To my left, Przybyla is on her iPhone, editing out the errant ball that nearly became a “Nets Player Decapitates Child with Pre-Game Chest Pass” headline on Complex Sports.
Only two years removed from college when she accepted the position in 2013, Przybyla, 25, is an example of a current trend in the NBA (and perhaps the business world as a whole) when it comes to social media: Let the kids handle it. In an age where most copy gets the TL;DR treatment, a funny headline equals news, and something as innocent as a basketball player’s natural reaction to a wild pass can be spun to create the headline “NBA Thug Curses in Front of Hero Marine’s Children,” people like Przybyla and Culver are unassumingly powerful. Having their job is like being the president with a finger on the Button—if only the president had to press the Button dozens of times per day to maintain world peace while hoping not to push it hard enough to nuke everything.
You know those Vines of players dunking in warm-ups that your favorite team posts before each game? (If you’re scratching your head, your team probably needs to hire a designated social media person.) Przybyla and Culver capture those moments for the Nets. Today, Przybyla is pacing up and down the baseline with one of her two phones out either shooting or editing something. Culver, who started doing social media work for Brooklyn last February, spends most of the game perched in the media section with her eyes glued to a Macbook, monitoring fan reactions and Internet buzz while surrounded by a dozen or so basic blogger/newspaper types.

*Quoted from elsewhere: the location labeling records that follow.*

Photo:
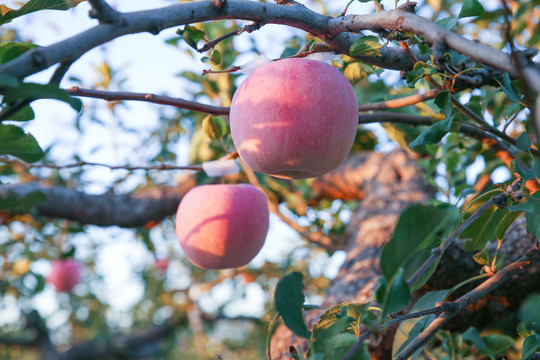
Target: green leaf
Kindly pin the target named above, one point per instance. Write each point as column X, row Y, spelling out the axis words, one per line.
column 324, row 336
column 529, row 312
column 433, row 134
column 419, row 71
column 522, row 330
column 533, row 217
column 483, row 257
column 289, row 299
column 506, row 221
column 354, row 72
column 191, row 35
column 340, row 345
column 526, row 174
column 354, row 311
column 366, row 46
column 471, row 8
column 498, row 344
column 396, row 295
column 22, row 203
column 216, row 57
column 419, row 227
column 11, row 50
column 40, row 91
column 13, row 141
column 25, row 114
column 8, row 81
column 473, row 336
column 530, row 345
column 7, row 14
column 523, row 142
column 507, row 87
column 482, row 230
column 400, row 133
column 444, row 101
column 526, row 206
column 214, row 127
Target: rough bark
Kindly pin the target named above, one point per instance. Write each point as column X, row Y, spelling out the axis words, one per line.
column 386, row 184
column 125, row 210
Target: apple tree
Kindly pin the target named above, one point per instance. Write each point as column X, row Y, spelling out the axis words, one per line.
column 433, row 216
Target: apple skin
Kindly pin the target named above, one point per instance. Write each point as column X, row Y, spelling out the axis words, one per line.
column 222, row 226
column 65, row 274
column 294, row 118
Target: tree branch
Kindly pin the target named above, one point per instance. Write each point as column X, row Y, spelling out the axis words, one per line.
column 104, row 12
column 398, row 103
column 471, row 297
column 156, row 99
column 398, row 20
column 153, row 21
column 112, row 167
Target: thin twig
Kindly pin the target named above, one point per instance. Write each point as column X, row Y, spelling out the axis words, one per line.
column 471, row 297
column 112, row 167
column 103, row 12
column 518, row 60
column 484, row 125
column 248, row 28
column 494, row 200
column 399, row 103
column 153, row 98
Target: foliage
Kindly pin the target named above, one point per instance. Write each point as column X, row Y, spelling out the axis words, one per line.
column 479, row 124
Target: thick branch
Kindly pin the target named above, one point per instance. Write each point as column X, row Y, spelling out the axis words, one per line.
column 127, row 210
column 154, row 21
column 435, row 34
column 471, row 297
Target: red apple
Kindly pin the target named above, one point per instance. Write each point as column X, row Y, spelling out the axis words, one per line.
column 294, row 118
column 161, row 265
column 65, row 274
column 222, row 226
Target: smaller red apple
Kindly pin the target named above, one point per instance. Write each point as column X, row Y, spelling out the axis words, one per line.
column 222, row 226
column 65, row 274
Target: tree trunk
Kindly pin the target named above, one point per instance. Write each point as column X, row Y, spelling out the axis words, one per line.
column 386, row 184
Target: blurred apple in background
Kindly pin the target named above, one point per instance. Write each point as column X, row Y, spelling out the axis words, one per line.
column 222, row 226
column 294, row 118
column 161, row 265
column 65, row 274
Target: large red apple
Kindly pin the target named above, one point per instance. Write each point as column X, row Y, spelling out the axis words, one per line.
column 294, row 118
column 65, row 274
column 222, row 226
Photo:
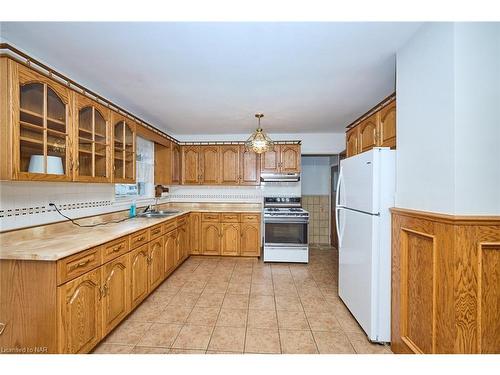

Przybyla and Culver fly on charter jets and interact personally with the players. They get better than front-row seats to every game. They have press conference and locker room access before and after the games. They even get a food voucher worth enough to buy organic chocolate smoothies and (shockingly delicious) vegan brownies from the juice cart outside section 116 at Barclays.
There is a lot more on their plates besides these delicious benefits, however. The season never ends for a social media coordinator, and while the players will soon be on summer vacation, the social media folks will still be in the office liaising with departments while creating and monitoring content across half a dozen social media platforms. Their job? To keep a voice consistent with the fans while steadily pushing season ticket sales, merchandise, apps, promotional giveaways, corporate partners, original content, celebrity spots, charity functions, and social engagement figures north. They are their organization’s virtual ambassador to the fans, taking every opportunity to sell the team’s positives while also trying not to look like a sellout. In a way, they’re a funnier version of a political campaign’s chief of staff.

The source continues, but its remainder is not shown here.